A LARGS business owner is warning residents to remain vigilant after a rise in online scams in recent months.

We recently told how a local woman was targeted by a criminal pretending to be one of her children in a bid to get her to part with her bank details.

Gary Ennis, who runs NS Design and regularly hosts webinars about staying safe online, says scams are becoming sophisticated and social media is being used to make them seem more realistic.

He explained: “Scams these days are becoming more difficult to spot and moving beyond just simple email phishing.

“The rise of social media scams is something everyone needs to be aware of. These can include creating fake accounts, making friend requests or sending direct messages with links.

“They are very clever spoofs.

“They’re getting more realistic, more sophisticated, and are easier to be taken in by so people really need to be on alert.”

Gary believes the rise in online scams has been fuelled by the pandemic, with people isolated or working from home.

He said: “We have all seen the rise of Covid related scams about government support, vaccines and travel.

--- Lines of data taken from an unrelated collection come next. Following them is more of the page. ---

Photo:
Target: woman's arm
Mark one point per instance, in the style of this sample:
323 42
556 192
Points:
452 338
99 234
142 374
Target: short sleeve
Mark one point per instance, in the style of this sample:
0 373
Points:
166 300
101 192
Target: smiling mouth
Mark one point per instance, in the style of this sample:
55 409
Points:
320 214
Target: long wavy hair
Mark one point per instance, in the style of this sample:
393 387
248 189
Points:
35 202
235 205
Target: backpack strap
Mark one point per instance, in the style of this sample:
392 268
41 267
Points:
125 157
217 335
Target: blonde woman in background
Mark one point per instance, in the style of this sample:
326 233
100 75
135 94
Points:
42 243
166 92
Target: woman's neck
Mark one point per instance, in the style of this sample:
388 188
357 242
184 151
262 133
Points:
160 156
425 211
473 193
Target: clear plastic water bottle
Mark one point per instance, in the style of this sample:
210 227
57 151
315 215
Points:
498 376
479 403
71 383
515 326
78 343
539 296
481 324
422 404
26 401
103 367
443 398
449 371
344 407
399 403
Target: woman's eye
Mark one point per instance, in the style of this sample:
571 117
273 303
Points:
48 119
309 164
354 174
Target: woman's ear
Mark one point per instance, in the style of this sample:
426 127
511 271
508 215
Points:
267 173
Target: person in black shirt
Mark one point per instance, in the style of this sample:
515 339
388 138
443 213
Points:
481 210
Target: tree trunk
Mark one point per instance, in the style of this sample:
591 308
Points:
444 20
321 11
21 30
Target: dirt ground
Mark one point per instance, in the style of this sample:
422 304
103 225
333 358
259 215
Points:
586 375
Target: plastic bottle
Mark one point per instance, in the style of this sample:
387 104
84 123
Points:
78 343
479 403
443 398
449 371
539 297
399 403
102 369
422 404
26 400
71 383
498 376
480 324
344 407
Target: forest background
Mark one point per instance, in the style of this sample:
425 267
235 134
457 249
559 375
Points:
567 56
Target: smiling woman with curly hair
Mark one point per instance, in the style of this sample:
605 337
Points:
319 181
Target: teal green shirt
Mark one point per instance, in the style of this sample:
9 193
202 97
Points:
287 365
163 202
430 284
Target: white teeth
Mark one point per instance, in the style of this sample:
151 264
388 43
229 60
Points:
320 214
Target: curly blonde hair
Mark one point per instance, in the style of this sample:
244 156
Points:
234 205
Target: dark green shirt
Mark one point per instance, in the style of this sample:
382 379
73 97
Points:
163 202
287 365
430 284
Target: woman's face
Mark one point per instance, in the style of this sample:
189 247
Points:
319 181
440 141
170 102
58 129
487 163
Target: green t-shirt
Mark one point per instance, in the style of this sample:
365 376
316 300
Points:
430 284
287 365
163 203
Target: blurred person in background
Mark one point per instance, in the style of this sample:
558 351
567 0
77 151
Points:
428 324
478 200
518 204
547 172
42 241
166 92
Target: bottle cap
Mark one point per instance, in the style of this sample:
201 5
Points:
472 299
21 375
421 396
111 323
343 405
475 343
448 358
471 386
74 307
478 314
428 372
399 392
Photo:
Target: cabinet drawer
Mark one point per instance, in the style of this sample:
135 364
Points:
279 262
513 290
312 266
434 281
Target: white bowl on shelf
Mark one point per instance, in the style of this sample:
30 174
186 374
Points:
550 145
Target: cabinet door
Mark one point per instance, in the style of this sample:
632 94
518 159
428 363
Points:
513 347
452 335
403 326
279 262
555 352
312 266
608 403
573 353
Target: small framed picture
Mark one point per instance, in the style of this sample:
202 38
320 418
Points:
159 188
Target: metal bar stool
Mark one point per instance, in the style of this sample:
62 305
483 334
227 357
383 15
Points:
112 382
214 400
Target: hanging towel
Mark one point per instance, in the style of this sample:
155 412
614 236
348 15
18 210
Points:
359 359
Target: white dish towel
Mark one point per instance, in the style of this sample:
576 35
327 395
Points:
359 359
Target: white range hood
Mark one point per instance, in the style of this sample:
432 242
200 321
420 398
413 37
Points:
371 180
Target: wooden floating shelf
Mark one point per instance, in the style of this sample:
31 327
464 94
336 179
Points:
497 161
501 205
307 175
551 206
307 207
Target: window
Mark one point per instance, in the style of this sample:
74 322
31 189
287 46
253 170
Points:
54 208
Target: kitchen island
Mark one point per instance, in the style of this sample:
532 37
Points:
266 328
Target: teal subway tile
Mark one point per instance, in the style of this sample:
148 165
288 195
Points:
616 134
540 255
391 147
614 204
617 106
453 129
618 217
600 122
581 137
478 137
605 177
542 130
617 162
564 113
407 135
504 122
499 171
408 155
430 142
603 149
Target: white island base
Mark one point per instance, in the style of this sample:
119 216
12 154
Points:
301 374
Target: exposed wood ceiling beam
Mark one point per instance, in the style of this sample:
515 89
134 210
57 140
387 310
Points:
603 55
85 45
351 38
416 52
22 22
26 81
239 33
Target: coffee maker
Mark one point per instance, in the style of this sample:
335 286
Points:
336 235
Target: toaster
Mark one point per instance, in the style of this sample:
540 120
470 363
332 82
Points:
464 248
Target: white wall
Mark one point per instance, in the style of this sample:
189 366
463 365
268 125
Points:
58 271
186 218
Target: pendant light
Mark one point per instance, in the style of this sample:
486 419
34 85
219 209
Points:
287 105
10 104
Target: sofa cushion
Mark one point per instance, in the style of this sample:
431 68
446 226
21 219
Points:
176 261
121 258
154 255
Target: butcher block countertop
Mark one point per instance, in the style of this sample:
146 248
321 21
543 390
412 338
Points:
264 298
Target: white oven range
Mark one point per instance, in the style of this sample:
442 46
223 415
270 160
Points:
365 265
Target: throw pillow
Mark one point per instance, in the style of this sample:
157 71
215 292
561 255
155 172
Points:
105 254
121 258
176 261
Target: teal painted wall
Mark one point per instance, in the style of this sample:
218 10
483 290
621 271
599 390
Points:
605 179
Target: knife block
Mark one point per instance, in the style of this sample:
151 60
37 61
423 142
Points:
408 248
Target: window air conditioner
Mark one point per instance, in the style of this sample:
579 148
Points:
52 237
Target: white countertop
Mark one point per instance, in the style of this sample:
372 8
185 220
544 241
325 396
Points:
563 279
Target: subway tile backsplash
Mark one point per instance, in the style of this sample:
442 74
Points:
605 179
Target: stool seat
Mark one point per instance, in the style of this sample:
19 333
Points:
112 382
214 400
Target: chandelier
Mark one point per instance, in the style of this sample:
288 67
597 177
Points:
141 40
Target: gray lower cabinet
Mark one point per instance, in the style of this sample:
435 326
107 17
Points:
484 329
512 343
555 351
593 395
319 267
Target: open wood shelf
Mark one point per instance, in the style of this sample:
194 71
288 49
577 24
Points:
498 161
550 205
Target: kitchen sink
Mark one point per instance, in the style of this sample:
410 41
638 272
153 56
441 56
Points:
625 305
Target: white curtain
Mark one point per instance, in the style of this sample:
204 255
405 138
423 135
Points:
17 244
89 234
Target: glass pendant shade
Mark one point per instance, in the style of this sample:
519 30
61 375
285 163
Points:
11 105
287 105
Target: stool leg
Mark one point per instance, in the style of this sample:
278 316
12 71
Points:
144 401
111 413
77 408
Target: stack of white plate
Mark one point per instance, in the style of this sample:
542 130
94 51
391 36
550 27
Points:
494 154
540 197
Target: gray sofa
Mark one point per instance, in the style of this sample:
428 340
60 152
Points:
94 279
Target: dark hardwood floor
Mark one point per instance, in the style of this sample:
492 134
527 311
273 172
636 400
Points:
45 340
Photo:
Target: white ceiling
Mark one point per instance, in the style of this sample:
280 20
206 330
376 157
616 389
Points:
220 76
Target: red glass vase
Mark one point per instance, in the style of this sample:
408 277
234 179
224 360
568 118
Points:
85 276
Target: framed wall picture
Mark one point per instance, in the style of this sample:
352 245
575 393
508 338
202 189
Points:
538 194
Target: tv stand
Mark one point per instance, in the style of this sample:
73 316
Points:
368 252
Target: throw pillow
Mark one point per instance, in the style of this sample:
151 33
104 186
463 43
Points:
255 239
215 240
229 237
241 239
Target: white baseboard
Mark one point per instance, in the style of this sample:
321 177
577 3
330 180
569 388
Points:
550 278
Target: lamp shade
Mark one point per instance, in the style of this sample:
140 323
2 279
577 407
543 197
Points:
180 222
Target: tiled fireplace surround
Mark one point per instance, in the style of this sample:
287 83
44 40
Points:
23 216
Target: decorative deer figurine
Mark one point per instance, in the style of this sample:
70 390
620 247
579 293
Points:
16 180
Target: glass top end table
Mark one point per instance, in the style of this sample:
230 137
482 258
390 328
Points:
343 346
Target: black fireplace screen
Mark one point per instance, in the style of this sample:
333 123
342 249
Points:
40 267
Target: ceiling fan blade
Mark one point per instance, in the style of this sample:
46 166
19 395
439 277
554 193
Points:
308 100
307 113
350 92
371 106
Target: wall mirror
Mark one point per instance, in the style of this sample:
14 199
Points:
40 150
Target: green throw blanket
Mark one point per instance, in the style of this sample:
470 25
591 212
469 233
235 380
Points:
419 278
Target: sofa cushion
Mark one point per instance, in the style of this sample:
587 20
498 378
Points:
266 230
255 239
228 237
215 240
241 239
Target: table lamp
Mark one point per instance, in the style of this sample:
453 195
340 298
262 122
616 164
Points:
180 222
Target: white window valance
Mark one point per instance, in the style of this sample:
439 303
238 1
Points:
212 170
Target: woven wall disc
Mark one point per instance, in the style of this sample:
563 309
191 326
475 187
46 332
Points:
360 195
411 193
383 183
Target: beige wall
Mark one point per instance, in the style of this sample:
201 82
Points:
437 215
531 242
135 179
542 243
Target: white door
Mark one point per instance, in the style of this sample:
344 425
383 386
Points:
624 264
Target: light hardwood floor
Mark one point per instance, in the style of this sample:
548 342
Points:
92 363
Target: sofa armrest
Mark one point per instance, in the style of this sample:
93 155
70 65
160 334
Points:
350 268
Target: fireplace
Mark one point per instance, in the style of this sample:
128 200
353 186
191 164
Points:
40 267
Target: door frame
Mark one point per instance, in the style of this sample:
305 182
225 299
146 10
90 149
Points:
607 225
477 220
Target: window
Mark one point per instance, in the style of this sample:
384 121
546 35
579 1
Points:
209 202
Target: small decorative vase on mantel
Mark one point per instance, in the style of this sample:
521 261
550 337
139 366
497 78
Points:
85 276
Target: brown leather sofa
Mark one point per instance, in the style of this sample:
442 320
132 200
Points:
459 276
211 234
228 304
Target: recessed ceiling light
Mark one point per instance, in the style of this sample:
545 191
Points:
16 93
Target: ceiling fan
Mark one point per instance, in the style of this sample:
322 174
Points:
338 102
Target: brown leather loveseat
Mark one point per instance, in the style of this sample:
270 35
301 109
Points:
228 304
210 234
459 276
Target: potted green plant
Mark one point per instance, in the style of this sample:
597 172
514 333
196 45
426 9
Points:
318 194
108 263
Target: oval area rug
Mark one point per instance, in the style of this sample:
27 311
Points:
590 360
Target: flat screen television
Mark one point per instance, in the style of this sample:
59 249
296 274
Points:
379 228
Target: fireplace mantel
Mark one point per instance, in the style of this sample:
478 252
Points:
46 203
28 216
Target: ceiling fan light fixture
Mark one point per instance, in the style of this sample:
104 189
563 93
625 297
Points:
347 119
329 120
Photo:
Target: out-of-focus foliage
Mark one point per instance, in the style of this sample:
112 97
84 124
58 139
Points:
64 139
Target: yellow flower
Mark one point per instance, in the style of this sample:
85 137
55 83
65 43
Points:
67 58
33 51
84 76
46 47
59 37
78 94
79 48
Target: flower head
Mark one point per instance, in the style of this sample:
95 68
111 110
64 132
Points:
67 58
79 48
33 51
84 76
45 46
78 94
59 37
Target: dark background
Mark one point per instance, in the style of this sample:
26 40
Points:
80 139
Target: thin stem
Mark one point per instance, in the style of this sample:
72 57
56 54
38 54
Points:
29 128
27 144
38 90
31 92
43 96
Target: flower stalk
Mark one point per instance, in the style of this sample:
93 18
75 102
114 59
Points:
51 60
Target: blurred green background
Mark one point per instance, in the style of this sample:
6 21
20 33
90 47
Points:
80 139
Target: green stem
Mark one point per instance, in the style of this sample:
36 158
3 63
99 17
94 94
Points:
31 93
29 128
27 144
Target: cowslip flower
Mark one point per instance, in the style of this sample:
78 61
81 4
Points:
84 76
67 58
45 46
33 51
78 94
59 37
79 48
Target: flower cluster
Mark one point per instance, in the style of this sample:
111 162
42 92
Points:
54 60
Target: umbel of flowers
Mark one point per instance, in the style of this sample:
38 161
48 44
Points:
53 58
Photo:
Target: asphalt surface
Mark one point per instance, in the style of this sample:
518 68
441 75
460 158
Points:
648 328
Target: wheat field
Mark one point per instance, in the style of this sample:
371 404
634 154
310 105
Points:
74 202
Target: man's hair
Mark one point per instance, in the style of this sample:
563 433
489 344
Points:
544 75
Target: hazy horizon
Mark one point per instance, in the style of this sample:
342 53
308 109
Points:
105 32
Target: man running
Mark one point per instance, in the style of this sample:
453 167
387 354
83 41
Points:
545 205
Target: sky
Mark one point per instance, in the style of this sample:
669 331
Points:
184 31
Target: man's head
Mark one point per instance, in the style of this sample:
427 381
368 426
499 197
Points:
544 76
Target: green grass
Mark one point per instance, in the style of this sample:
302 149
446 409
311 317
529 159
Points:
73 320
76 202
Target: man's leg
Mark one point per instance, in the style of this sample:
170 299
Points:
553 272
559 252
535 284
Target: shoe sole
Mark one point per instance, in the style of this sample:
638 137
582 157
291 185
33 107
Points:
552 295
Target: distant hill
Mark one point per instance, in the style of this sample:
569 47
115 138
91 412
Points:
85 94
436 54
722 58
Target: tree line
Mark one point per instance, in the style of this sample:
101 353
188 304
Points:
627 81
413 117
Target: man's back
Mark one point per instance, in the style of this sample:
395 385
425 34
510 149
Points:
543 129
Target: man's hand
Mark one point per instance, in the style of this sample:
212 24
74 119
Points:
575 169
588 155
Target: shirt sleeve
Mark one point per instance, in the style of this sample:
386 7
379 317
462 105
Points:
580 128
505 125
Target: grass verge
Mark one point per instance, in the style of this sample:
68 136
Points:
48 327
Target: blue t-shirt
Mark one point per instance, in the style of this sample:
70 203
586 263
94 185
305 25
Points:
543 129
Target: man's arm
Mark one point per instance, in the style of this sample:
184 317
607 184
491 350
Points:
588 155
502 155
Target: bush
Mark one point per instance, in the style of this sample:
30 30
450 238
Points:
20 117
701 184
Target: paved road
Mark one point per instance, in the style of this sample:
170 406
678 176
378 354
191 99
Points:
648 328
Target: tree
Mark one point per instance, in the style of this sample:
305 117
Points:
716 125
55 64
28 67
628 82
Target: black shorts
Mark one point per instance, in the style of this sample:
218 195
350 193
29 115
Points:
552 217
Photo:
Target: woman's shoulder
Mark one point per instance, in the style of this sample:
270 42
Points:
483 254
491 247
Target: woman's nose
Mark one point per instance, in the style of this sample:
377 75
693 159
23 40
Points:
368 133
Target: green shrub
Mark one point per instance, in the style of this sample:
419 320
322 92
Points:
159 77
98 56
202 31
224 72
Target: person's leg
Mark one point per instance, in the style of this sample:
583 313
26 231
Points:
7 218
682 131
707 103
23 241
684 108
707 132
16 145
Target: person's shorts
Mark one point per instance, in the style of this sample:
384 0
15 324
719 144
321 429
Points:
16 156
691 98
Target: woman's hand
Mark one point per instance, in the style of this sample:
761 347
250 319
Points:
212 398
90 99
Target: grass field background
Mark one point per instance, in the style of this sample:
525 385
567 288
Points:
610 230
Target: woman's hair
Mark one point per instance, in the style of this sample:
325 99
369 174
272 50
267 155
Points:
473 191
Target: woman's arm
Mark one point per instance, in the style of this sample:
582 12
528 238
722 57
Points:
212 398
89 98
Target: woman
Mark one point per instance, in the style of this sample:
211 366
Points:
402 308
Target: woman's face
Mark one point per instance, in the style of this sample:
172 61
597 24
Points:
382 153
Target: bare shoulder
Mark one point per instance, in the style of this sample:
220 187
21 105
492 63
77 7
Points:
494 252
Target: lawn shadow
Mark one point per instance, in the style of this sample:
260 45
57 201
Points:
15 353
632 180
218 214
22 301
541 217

“It’s not just individuals and families being targeted, it’s businesses too.

“The criminals are aware that staff who are normally in an office behind company firewalls and with whole IT departments to support them are now at home with less security.

“It’s much easier now for the hackers to gain access to company systems."

Gary is urging residents to remain cautious.

He explained: “I hate to say this but the most important thing is to be sceptical and assume that every email, text message or direct message is a scam until you’re 100 per cent sure otherwise.

“Don’t rely on your anti-virus software or mobile phone company to keep you safe, and be very wary of clicking on any links until you’ve checked the source.

“Look out for any tell-tale signs that it might not be legit like not using your real name, a pixelated logo, or often less than perfect English spelling and grammar.

“Even if it does look legitimate, you have nothing to lose by taking extra precautions like phoning your bank to check or asking a customer on the phone if they are indeed changing their details.”

“Other simple measures we should all be taking include having anti-virus software, minimising the apps we install on our mobile phones, and being a little more cautious on social media.”